Das FA beantragt, den Aussetzungsbeschluss aufzuheben und die Klage abzuweisen.

Die Klägerin beantragt, die Beschwerde zurückzuweisen.

 

Entscheidungsgründe

II Die Beschwerde ist unbegründet, sie war deshalb zurückzuweisen. Das FG hat das Verfahren zu Recht gemäß § 46 Abs. 1 Satz 3 FGO zeitlich befristet ausgesetzt.
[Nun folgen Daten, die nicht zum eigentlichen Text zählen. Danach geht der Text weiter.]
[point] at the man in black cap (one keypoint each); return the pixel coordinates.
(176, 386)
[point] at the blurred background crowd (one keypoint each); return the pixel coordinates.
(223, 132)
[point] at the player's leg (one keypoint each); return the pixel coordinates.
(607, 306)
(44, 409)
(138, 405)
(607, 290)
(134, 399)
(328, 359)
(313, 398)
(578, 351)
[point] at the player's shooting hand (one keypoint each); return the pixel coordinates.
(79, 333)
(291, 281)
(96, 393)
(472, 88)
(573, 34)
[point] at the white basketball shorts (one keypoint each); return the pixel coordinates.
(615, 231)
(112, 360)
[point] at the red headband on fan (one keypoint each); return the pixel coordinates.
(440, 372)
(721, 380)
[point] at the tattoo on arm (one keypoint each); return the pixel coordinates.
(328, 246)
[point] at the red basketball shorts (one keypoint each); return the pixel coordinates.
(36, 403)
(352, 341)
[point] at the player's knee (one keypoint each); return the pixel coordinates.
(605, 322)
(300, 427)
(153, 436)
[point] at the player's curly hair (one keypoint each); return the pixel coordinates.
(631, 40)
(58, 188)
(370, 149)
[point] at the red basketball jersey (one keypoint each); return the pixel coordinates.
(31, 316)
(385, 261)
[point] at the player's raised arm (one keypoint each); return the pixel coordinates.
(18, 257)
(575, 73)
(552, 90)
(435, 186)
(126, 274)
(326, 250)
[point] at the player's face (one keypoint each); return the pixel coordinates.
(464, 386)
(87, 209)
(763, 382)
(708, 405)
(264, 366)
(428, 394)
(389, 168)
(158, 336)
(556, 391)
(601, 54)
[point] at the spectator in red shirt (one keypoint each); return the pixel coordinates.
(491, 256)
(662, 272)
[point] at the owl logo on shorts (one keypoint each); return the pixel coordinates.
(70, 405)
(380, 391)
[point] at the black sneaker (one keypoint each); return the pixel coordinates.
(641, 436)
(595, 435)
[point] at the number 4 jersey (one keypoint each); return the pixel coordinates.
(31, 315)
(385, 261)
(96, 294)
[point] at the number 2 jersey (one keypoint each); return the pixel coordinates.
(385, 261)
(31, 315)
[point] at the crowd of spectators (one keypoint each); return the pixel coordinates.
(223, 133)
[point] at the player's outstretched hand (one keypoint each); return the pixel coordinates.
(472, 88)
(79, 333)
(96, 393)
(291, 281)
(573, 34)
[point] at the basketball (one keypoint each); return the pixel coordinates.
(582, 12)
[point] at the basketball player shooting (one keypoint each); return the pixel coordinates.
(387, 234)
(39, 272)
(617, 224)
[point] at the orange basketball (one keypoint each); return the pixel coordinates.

1. Ist über einen außergerichtlichen Rechtsbehelf ohne Mitteilung eines zureichenden Grundes in angemessener Frist sachlich nicht entschieden worden, so ist die Klage abweichend von § 44 FGO ohne vorherigen Abschluss des Vorverfahrens zulässig (§ 46 Abs. 1 Satz 1 FGO). Das Gericht kann das Verfahren bis zum Ablauf einer von ihm bestimmten Frist, die verlängert werden kann, aussetzen (§ 46 Abs. 1 Satz 3 FGO). Die Entscheidung über die Aussetzung des Verfahrens ist in das Ermessen des Gerichts gestellt ("…kann…"). Damit wird der besonderen prozessualen Lage Rechnung getragen, in der sich das Verfahren durch den unerledigten Rechtsbehelf und das (neu und daneben) eingeleitete gerichtliche Rechtsbehelfsverfahren befindet.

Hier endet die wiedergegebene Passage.